Picky eating, nail-biting, and hair-pulling become habitual if kids don’t have strategies to overcome these negative behaviors. Learn ways to help your child break bad habits and adopt good ones.

Identify Triggers
Before starting a conversation with your child about their behavior, note when it happens. Does your child start biting their nails, picking their nose, or tugging at their hair in reaction to some events and not others? Are there certain words that set them off? If you can identify what triggers your child’s bad habit, you have an opening to talk about what’s bothering them and how you can help them feel better.
Ignore It
Kids are skillful at getting their parents’ attention. It’s a basic survival skill for infants, but school-age children may deliberately try bad behavior to get a reaction out of parents or because they need some parental comfort. Starting school, the birth of a sibling or the loss of a grandparent is stressful, scary, and upsetting for kids who may not be able to process what’s going on without parental help.
In the absence of a stressful event, a child’s bad habit may simply be an attempt to alleviate boredom or to see how a parent will react. Ignoring a bad habit might not make it go away, but it does reduce the motivation to use a bad habit as an attention-getting tactic.
Provide a Substitute
Giving a child something more interesting to do than engaging in their bad habit can help them learn to substitute something positive. Physical activity or quality time reading can help break a bad habit and encourage a child to adopt a good one instead.

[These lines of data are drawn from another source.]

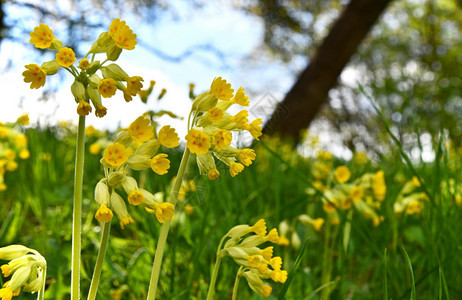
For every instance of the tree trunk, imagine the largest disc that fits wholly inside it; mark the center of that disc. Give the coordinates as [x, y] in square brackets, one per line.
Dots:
[304, 100]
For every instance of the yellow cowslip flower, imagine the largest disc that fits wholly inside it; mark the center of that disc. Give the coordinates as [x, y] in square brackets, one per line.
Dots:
[23, 119]
[255, 128]
[259, 227]
[100, 111]
[235, 168]
[107, 87]
[24, 154]
[273, 236]
[240, 98]
[160, 164]
[42, 36]
[35, 75]
[135, 197]
[84, 108]
[95, 148]
[141, 130]
[134, 84]
[164, 211]
[317, 224]
[213, 174]
[84, 64]
[65, 57]
[221, 139]
[246, 156]
[104, 214]
[116, 154]
[197, 142]
[356, 193]
[215, 114]
[168, 137]
[221, 89]
[122, 35]
[342, 174]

Share your favorite books from childhood with your child, read together, or allow your child to select library books on their own. The big-kid feeling of making their own decision can help a child break a bad habit because they become more interested in a better one.

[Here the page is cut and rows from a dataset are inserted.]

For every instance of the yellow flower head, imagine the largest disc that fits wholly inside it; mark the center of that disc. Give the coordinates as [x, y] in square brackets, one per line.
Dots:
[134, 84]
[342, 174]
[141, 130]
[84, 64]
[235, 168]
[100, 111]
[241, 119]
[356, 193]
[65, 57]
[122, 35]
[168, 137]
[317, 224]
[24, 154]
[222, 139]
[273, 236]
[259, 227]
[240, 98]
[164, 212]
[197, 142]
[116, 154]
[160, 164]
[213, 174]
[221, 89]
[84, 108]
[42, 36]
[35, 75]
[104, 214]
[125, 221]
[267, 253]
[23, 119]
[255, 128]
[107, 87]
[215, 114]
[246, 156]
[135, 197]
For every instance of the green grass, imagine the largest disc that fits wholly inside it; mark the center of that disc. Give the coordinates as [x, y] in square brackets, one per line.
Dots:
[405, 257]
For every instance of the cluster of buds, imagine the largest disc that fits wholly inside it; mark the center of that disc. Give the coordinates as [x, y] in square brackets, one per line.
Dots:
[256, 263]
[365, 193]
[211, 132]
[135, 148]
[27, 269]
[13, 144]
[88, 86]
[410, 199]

Use Praise and Avoid Criticism
Correcting your child’s bad habit can induce more anxiety, not less. Try praising your child for excelling at other activities, or when you know they’re tempted but refrain from indulging their negative habit. Be consistent in offering small rewards, like stickers, to acknowledge good behavior.
If your child’s habit becomes severe enough to endanger their health, consult your pediatrician. Inveterate nose-pickers can suffer nosebleeds, nail-biters can get infections, and thumb-suckers can induce dental deformation. Breaking a child’s bad habit by encouraging them to adopt a better one will help your child maintain better health. It can also ease teasing at school, resulting in better relationships with peers.